A while ago the NE Equity Committee proposed the idea of having a Family Reading Partnership Bright Red Bookshelf in
the lobby of the school. Its placement there would provide a place where all children could select books on a regular basis to keep as their own. We know that many children in our building are fortunate to have very extensive libraries in their homes, but this is
not true for all of our families. The Committee hopes that the presence of the Bright Red Bookshelf will be one more way to create an environment of equity within our school community.

Northeast will be the first school to house a Bookshelf. They are currently found in many locations around the county, including DSS, Wegmans, etc., and are maintained by the Family Reading Partnership. In our proposal to FRP to provide Bright Red Bookshelf services within our building the Committee has agreed to purchase the bookshelf, collect books within the building, clean and repair them as needed, label them, and then place them on the Bright Red Bookshelf.

To cover (at least partially) the cost of the bookshelf and in addition attempt to foster a school wide sense of ownership for this project we plan to have a..
CAN & BOTTLE DRIVE January 20 - 23

Please support this project by spreading the word and encouraging your children to bring in deposit cans & bottles. There will be a large box in the front hall.
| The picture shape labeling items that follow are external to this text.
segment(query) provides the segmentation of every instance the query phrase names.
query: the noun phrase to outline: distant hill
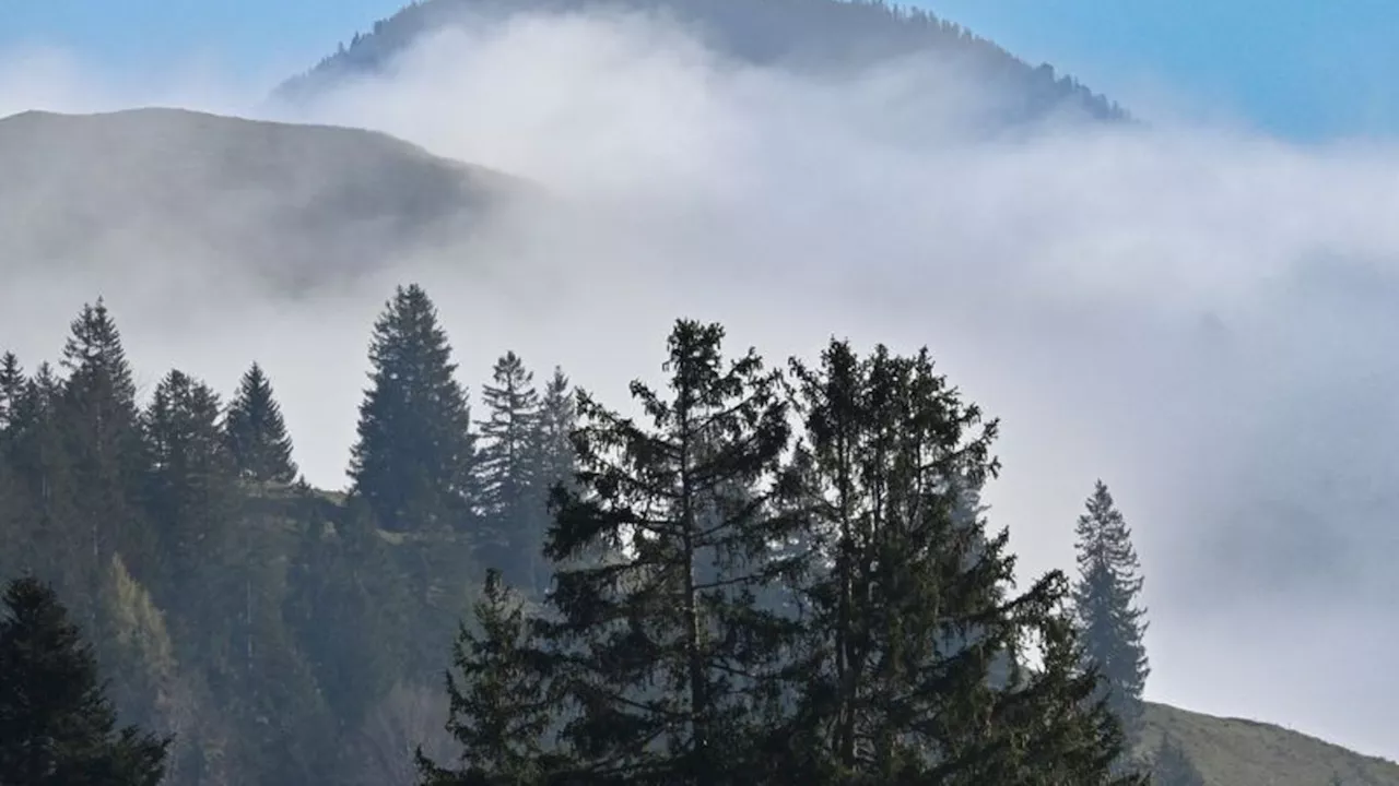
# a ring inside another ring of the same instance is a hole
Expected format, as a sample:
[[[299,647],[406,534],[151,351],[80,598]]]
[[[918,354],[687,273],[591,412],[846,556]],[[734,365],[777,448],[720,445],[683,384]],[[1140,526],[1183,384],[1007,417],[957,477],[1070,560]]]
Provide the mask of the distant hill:
[[[803,73],[851,73],[904,57],[970,67],[978,85],[996,92],[1006,123],[1048,115],[1126,119],[1118,105],[1056,76],[1052,66],[1032,67],[960,25],[918,8],[846,0],[422,0],[355,35],[277,95],[297,102],[346,77],[379,71],[422,35],[453,25],[590,10],[659,14],[687,25],[715,52]]]
[[[386,134],[180,109],[0,119],[0,259],[161,255],[297,287],[460,231],[522,183]],[[13,270],[11,269],[11,270]]]
[[[1399,764],[1255,720],[1147,705],[1143,744],[1171,736],[1210,786],[1399,786]]]

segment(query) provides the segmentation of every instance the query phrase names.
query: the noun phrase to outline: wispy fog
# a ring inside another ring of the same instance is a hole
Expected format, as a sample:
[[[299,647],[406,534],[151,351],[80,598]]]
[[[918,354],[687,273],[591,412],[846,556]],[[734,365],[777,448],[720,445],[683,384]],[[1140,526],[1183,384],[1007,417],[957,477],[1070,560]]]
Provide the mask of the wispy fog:
[[[353,280],[327,255],[294,292],[193,220],[168,228],[178,257],[136,235],[81,266],[3,259],[0,344],[31,368],[105,294],[145,385],[179,365],[231,390],[262,361],[302,467],[341,485],[369,324],[400,281],[436,299],[473,392],[513,348],[620,403],[681,315],[774,361],[831,334],[928,344],[1003,421],[989,502],[1024,572],[1072,566],[1083,498],[1112,488],[1147,578],[1149,698],[1399,758],[1399,147],[1160,124],[974,140],[993,101],[974,74],[820,81],[641,18],[445,34],[301,110],[35,57],[0,64],[0,110],[364,126],[550,197]],[[150,225],[155,201],[111,220]]]

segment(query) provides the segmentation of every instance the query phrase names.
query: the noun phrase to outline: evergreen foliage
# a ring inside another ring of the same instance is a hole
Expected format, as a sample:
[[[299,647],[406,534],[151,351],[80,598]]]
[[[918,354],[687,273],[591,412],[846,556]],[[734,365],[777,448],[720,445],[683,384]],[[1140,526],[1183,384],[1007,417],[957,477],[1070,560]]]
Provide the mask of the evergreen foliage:
[[[790,733],[806,744],[782,766],[830,783],[1109,782],[1101,757],[1121,737],[1086,701],[1094,677],[1065,657],[1076,650],[1063,576],[1007,599],[1009,534],[988,537],[968,505],[997,470],[996,422],[926,350],[859,358],[832,341],[818,368],[793,372],[810,548],[825,559],[803,587],[810,639]],[[1039,671],[1027,674],[1014,656],[1035,639]]]
[[[540,417],[534,375],[515,352],[495,362],[492,383],[481,387],[487,420],[481,425],[480,561],[501,571],[508,583],[530,579],[530,558],[540,548],[544,508],[532,443]]]
[[[799,519],[778,505],[790,491],[778,375],[753,351],[725,359],[722,341],[718,324],[676,324],[670,397],[631,385],[646,425],[579,394],[579,488],[555,492],[547,552],[561,566],[543,624],[576,712],[569,778],[750,782],[795,631],[754,590],[788,566],[771,544]]]
[[[118,727],[97,659],[52,587],[6,586],[0,618],[0,783],[157,786],[169,740]]]
[[[67,376],[0,357],[0,569],[74,599],[171,786],[1132,782],[1066,579],[1013,592],[986,523],[995,422],[926,352],[723,338],[677,322],[635,417],[506,354],[474,434],[399,288],[339,495],[284,483],[259,366],[137,408],[85,306]]]
[[[374,326],[371,386],[351,450],[354,492],[390,531],[467,527],[476,441],[436,306],[399,287]]]
[[[541,783],[554,764],[544,734],[551,696],[523,604],[488,569],[476,604],[477,632],[462,625],[446,674],[448,731],[462,745],[457,769],[417,752],[424,786]]]
[[[239,477],[253,483],[290,484],[297,480],[291,436],[273,396],[271,382],[253,364],[238,385],[224,418],[224,442]]]
[[[73,554],[81,561],[73,578],[87,592],[83,597],[97,599],[112,554],[120,552],[143,572],[157,558],[155,533],[141,520],[136,502],[145,477],[136,383],[122,334],[101,298],[84,305],[73,320],[60,365],[67,379],[56,425],[73,481],[73,513],[85,526],[85,543]],[[91,600],[74,611],[95,621]]]
[[[1132,529],[1101,480],[1074,531],[1079,579],[1073,603],[1083,629],[1084,657],[1102,674],[1101,694],[1135,741],[1142,724],[1142,691],[1151,673],[1143,642],[1146,608],[1137,606],[1140,564]]]

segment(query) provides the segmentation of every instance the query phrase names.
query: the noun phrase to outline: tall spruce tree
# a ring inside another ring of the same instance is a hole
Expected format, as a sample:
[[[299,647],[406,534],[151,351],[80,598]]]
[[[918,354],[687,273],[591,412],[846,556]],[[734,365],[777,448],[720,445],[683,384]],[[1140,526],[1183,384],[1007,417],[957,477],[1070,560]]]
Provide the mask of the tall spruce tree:
[[[436,308],[399,287],[374,326],[369,390],[351,450],[354,492],[390,531],[469,527],[476,441]]]
[[[52,587],[17,579],[0,618],[0,783],[157,786],[169,740],[116,726],[97,659]]]
[[[227,614],[208,614],[200,587],[222,586],[227,603],[242,593],[228,575],[217,571],[228,558],[232,541],[236,496],[234,469],[224,449],[218,396],[203,382],[171,371],[155,386],[143,414],[150,469],[145,501],[150,520],[159,534],[161,569],[157,597],[175,614],[176,629],[187,641],[213,641],[208,631],[189,638],[206,617],[228,621]],[[192,629],[192,627],[194,629]]]
[[[534,431],[529,439],[530,477],[536,491],[530,495],[530,520],[536,522],[539,530],[533,533],[534,548],[526,552],[527,575],[520,582],[520,587],[534,596],[543,596],[553,579],[550,565],[543,558],[544,533],[548,529],[550,512],[548,499],[555,485],[571,488],[574,473],[578,471],[575,462],[572,434],[578,425],[578,413],[574,407],[572,386],[568,376],[558,366],[554,366],[553,376],[544,385],[544,394],[539,404],[539,417],[534,418]]]
[[[480,422],[481,509],[480,561],[501,571],[506,583],[530,580],[530,555],[543,543],[543,491],[534,477],[530,439],[540,415],[534,375],[515,352],[495,362],[492,383],[481,387],[487,420]]]
[[[462,745],[456,768],[417,752],[422,786],[541,785],[560,762],[546,733],[554,723],[548,670],[519,597],[488,569],[476,631],[462,625],[446,674],[446,729]]]
[[[753,351],[725,359],[722,341],[718,324],[676,324],[670,396],[631,386],[648,425],[578,397],[581,471],[555,490],[558,568],[540,622],[575,713],[567,778],[753,782],[755,724],[793,632],[754,596],[788,568],[772,544],[797,519],[778,505],[790,491],[779,376]]]
[[[224,442],[241,478],[290,484],[297,480],[291,436],[273,396],[271,382],[253,364],[238,383],[238,394],[224,418]]]
[[[1142,727],[1142,691],[1150,674],[1143,635],[1146,608],[1132,530],[1100,480],[1077,526],[1079,578],[1073,603],[1084,657],[1102,678],[1101,694],[1135,743]],[[1123,762],[1125,764],[1125,762]]]
[[[25,572],[53,582],[63,593],[90,589],[87,562],[74,559],[91,545],[77,513],[78,496],[62,422],[62,382],[39,364],[11,408],[4,455],[10,464],[20,536],[8,558]]]
[[[62,414],[73,503],[87,527],[80,554],[83,597],[97,599],[112,554],[120,552],[136,575],[154,568],[155,536],[139,510],[144,445],[136,407],[136,383],[116,322],[99,298],[84,305],[63,347]],[[95,606],[76,608],[94,620]]]
[[[817,783],[1107,783],[1121,733],[1087,699],[1060,573],[1010,596],[1014,557],[968,505],[997,469],[996,422],[933,372],[832,341],[793,362],[814,498],[809,652],[790,748]],[[1042,642],[1041,671],[1014,656]],[[1069,653],[1066,657],[1065,653]],[[996,664],[1009,662],[1009,674]],[[1046,775],[1046,773],[1052,773]]]
[[[24,394],[24,366],[14,352],[0,355],[0,438],[13,429],[14,408]]]

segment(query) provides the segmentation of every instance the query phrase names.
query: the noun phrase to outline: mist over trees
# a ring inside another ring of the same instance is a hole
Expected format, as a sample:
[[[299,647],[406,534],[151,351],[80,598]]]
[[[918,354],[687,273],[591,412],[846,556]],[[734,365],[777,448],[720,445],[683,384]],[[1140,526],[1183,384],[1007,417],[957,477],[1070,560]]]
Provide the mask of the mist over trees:
[[[1032,66],[926,8],[879,0],[424,0],[357,34],[308,73],[277,88],[292,103],[340,83],[383,73],[414,43],[452,28],[491,31],[526,14],[635,13],[677,21],[737,63],[849,76],[893,62],[928,62],[975,74],[988,129],[1051,116],[1122,122],[1126,113],[1048,63]]]
[[[677,322],[635,417],[505,352],[473,420],[399,287],[341,494],[256,364],[139,400],[98,301],[0,359],[0,568],[168,783],[1135,782],[1067,579],[1014,590],[978,502],[996,421],[926,351],[725,340]]]
[[[1101,480],[1086,506],[1074,526],[1079,578],[1073,585],[1083,656],[1102,677],[1098,695],[1135,743],[1142,734],[1142,692],[1151,674],[1143,642],[1146,608],[1137,604],[1142,565],[1132,545],[1132,527]]]

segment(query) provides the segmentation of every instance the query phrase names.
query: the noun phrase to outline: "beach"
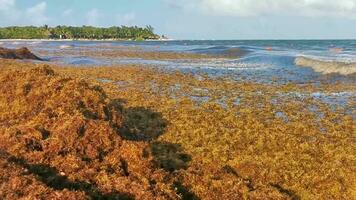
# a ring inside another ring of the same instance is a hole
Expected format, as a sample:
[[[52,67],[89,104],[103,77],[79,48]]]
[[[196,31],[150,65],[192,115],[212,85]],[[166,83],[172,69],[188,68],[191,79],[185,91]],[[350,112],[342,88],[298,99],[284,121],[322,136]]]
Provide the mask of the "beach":
[[[298,58],[354,52],[315,43],[6,41],[45,61],[0,59],[2,192],[352,199],[354,66]]]

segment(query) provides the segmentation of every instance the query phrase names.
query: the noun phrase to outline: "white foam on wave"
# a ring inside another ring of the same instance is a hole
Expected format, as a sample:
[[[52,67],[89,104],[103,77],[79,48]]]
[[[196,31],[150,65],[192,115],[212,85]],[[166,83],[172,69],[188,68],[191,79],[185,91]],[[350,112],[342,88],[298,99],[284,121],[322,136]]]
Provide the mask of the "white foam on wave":
[[[314,71],[321,74],[338,73],[341,75],[351,75],[356,73],[355,62],[317,60],[303,56],[297,57],[294,62],[301,67],[311,67]]]
[[[69,49],[72,47],[73,47],[73,45],[66,45],[66,44],[59,46],[60,49]]]

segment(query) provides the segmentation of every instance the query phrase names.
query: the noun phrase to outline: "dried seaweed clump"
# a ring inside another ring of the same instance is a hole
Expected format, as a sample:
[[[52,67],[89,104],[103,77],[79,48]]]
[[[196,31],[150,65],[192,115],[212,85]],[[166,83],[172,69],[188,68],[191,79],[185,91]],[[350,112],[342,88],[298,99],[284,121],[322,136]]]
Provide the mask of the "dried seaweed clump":
[[[0,111],[0,199],[169,195],[151,185],[164,172],[143,157],[147,144],[117,133],[122,111],[99,86],[48,66],[3,71]]]

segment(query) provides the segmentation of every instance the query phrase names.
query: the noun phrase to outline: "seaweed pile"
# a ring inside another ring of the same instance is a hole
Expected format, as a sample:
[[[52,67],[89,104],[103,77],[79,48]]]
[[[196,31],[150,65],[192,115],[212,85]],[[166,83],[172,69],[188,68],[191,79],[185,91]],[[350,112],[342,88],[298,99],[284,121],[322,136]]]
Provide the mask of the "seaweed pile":
[[[4,59],[30,59],[30,60],[42,60],[35,54],[33,54],[26,47],[19,49],[6,49],[0,47],[0,58]]]
[[[132,129],[123,114],[148,111],[124,111],[100,86],[48,66],[3,71],[0,110],[1,199],[178,197],[169,183],[159,184],[165,172],[154,167],[160,161],[150,158],[148,143],[118,133]]]
[[[139,66],[0,63],[1,199],[352,199],[355,101]]]

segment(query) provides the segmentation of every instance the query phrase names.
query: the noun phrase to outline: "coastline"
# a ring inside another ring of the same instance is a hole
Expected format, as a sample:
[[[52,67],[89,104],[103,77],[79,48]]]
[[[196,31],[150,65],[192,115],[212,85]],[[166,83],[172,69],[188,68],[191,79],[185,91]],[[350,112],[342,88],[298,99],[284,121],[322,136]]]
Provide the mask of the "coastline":
[[[134,39],[0,39],[0,42],[68,42],[68,41],[87,41],[87,42],[140,42],[140,41],[175,41],[174,39],[147,39],[147,40],[134,40]]]

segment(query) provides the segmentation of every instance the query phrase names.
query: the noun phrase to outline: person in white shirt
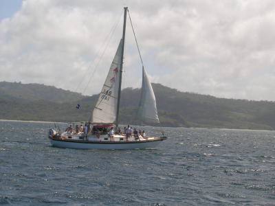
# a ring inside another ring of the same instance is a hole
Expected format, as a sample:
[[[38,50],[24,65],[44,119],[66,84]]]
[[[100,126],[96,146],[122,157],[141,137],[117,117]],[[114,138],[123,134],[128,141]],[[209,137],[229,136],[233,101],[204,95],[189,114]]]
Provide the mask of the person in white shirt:
[[[113,127],[111,128],[111,130],[109,131],[109,136],[113,136],[113,134],[115,133],[115,131],[113,130]]]
[[[126,129],[125,133],[126,133],[126,140],[128,140],[128,137],[130,137],[130,134],[131,134],[131,128],[129,125],[127,128]]]
[[[146,133],[145,133],[144,130],[142,131],[142,136],[143,138],[146,139]]]

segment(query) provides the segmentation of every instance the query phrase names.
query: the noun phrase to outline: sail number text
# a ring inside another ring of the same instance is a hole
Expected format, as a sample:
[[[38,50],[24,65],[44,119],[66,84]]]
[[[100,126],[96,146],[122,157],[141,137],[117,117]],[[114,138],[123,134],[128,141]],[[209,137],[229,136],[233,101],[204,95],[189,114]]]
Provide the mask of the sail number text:
[[[109,97],[111,95],[111,91],[104,89],[101,95],[101,99],[109,101]]]

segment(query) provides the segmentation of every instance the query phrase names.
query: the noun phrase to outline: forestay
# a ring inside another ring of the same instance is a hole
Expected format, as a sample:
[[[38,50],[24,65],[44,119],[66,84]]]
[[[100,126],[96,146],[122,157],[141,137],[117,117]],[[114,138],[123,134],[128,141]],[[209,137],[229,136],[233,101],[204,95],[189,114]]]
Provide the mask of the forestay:
[[[92,122],[114,123],[116,121],[120,82],[122,41],[118,45],[110,70],[92,113]]]
[[[138,111],[138,117],[142,121],[160,122],[154,91],[143,67],[142,95]]]

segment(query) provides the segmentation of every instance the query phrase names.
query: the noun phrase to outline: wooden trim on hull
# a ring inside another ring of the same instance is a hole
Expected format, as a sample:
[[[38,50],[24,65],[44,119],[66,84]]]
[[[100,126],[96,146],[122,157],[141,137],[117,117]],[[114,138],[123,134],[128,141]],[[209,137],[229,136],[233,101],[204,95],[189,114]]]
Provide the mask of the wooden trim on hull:
[[[160,137],[156,139],[135,141],[82,141],[73,139],[59,139],[49,137],[51,144],[54,146],[75,148],[75,149],[134,149],[134,148],[153,148],[161,141],[166,139],[166,137]]]

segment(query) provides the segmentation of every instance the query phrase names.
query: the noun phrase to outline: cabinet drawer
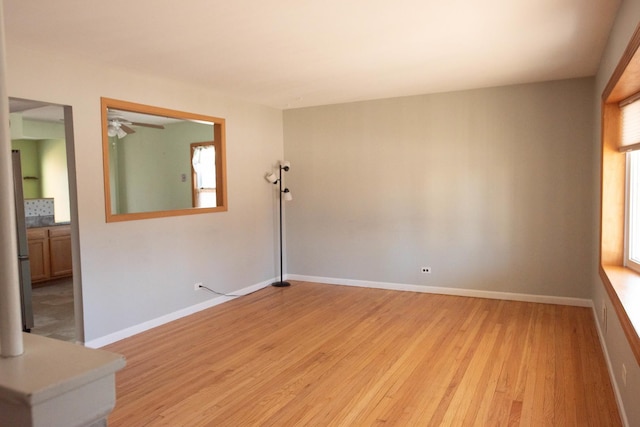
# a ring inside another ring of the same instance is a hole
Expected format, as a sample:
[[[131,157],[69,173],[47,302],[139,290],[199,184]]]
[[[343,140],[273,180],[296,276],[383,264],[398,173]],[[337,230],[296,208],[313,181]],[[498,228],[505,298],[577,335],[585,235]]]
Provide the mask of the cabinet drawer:
[[[49,229],[49,237],[71,236],[71,227],[68,225],[59,225]]]

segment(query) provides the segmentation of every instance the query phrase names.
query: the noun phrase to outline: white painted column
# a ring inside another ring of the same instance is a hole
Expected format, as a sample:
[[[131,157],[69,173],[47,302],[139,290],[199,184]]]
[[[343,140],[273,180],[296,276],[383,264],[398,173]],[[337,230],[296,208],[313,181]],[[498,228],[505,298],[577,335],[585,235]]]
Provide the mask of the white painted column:
[[[9,94],[4,34],[4,5],[0,0],[0,356],[24,351],[18,276],[18,242],[9,134]]]

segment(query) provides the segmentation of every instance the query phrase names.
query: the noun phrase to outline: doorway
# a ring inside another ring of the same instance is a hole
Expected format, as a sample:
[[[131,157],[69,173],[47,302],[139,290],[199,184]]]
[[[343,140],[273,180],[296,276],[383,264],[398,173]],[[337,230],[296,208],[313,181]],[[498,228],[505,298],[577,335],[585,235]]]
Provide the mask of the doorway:
[[[31,332],[83,343],[72,108],[9,98],[9,112],[12,149],[21,152]]]

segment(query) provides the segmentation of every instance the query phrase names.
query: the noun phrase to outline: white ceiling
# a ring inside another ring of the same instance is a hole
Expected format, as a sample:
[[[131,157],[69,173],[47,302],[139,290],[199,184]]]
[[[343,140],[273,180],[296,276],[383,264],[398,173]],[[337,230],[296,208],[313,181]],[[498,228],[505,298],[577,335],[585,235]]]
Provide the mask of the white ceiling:
[[[312,105],[594,75],[620,0],[4,0],[9,43]]]

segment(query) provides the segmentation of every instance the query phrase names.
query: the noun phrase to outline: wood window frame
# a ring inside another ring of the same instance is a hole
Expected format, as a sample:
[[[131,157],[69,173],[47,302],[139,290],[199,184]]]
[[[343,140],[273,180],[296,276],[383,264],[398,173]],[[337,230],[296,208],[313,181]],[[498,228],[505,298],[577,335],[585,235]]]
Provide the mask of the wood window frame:
[[[214,130],[214,138],[218,137],[218,133]],[[205,142],[193,142],[190,144],[190,158],[193,159],[193,152],[196,147],[202,146],[213,146],[215,149],[215,164],[216,164],[216,206],[220,206],[223,203],[223,194],[218,191],[218,187],[222,187],[222,168],[218,167],[218,165],[222,164],[222,144],[220,142],[220,138],[216,138],[214,141],[205,141]],[[193,207],[196,207],[198,199],[198,190],[196,188],[196,171],[193,168],[193,164],[191,165],[191,204]]]
[[[620,101],[640,93],[640,26],[602,93],[599,273],[638,364],[640,274],[624,266],[626,156],[619,150]]]

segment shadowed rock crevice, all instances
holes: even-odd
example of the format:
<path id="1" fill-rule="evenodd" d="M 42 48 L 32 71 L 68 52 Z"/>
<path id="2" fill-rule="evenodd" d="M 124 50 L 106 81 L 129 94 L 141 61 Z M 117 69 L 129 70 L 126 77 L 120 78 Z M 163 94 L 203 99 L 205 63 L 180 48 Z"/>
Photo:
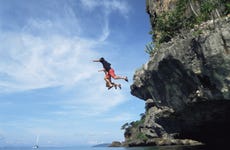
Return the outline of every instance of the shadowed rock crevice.
<path id="1" fill-rule="evenodd" d="M 134 74 L 131 94 L 145 101 L 146 112 L 129 127 L 127 145 L 229 141 L 229 39 L 227 18 L 199 35 L 191 30 L 161 44 Z"/>

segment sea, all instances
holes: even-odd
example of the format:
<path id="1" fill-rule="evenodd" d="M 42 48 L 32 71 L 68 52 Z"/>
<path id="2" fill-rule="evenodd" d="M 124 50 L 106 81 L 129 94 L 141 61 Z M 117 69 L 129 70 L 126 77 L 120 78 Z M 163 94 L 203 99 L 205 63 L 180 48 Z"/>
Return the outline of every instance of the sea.
<path id="1" fill-rule="evenodd" d="M 93 147 L 93 146 L 75 146 L 75 147 L 0 147 L 0 150 L 229 150 L 229 147 L 221 146 L 151 146 L 151 147 Z"/>

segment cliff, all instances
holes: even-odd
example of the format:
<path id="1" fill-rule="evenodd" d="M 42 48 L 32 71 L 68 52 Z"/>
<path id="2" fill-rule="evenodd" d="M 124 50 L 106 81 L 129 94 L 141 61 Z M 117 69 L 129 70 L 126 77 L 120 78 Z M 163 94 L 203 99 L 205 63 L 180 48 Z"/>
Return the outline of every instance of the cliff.
<path id="1" fill-rule="evenodd" d="M 173 11 L 182 0 L 147 0 L 152 27 L 157 16 Z M 154 3 L 153 3 L 154 2 Z M 188 3 L 186 18 L 199 15 L 199 1 Z M 144 100 L 141 120 L 125 124 L 125 144 L 223 144 L 230 135 L 230 17 L 225 3 L 216 7 L 214 20 L 174 30 L 173 36 L 151 52 L 135 72 L 131 94 Z M 215 17 L 216 16 L 216 17 Z M 199 16 L 198 16 L 199 17 Z M 157 41 L 158 40 L 158 41 Z"/>

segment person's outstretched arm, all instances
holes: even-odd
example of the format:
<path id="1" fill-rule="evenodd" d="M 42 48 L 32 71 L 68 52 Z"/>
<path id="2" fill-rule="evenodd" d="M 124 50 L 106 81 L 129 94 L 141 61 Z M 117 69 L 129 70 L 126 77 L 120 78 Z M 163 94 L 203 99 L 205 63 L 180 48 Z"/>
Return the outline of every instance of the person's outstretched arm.
<path id="1" fill-rule="evenodd" d="M 100 62 L 100 60 L 93 60 L 93 62 Z"/>

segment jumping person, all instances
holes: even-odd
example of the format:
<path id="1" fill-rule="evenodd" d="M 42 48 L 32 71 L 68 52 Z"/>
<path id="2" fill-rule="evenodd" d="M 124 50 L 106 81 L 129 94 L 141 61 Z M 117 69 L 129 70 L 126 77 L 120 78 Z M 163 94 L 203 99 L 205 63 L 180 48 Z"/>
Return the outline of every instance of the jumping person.
<path id="1" fill-rule="evenodd" d="M 114 87 L 115 89 L 117 89 L 117 87 L 119 87 L 119 89 L 121 89 L 121 84 L 116 84 L 114 82 L 111 81 L 111 76 L 109 76 L 108 72 L 105 71 L 105 69 L 102 70 L 98 70 L 98 72 L 103 71 L 105 73 L 105 86 L 108 87 L 108 90 L 111 89 L 112 87 Z M 110 83 L 112 84 L 112 86 L 110 86 Z"/>
<path id="2" fill-rule="evenodd" d="M 93 62 L 100 62 L 103 65 L 103 69 L 107 72 L 106 76 L 105 76 L 105 81 L 106 83 L 108 83 L 109 88 L 113 87 L 113 84 L 110 81 L 110 78 L 112 77 L 113 79 L 117 80 L 117 79 L 123 79 L 126 82 L 128 82 L 128 78 L 127 77 L 121 77 L 121 76 L 117 76 L 115 74 L 115 71 L 113 68 L 111 68 L 111 64 L 109 62 L 107 62 L 103 57 L 101 57 L 99 60 L 93 60 Z"/>

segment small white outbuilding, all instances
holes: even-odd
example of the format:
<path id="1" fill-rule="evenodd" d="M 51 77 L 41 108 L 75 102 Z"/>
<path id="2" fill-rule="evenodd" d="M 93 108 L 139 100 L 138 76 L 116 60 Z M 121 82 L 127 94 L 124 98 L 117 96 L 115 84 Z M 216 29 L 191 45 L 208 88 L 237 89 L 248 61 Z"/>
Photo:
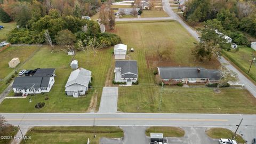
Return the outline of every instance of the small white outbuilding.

Cash donations will also be gratefully accepted!

If you have any questions or suggestions, or would like more information, please see the third grade teachers, Kari Krakow, or Ben Eckley.
As of 4/1/09
Our equity committee met with the PTA about the book fair and asked them if we could start using the bookbucks option used by some other schools, so that all our families could purchase books. The PTA agreed and this month NE sent bookbuck certificates to families on free and reduced lunch. Also, the equity committee has been meeting and sharing book recommendations. We are making a bibliography of these suggestions that will be given to all NE staff and copies will be available in the NE library. Our librarian, Ben Eckley is also working to purchase some of the recommended books on this list that we don't have yet.
Click here to see Northeast Equity Committee book suggestions.
South Hill Elementary School
Alice Ball and Amy Gingrich-Eckley, Equity Mentors

As of 11/24/08
We have been doing a lot with responsive classroom, and it’s connected but it’s not explicit. I need to do personal work as staff developers for equity. We’ve talked a lot about white privilege, and should white students be thinking about this and talking about this. We talked about management stuff, like book groups, discussion groups, etc. We need to do some feelers to see what people would respond to doing.
We are going to try to use one of those protocols with the Kiri Davis “youtube” video.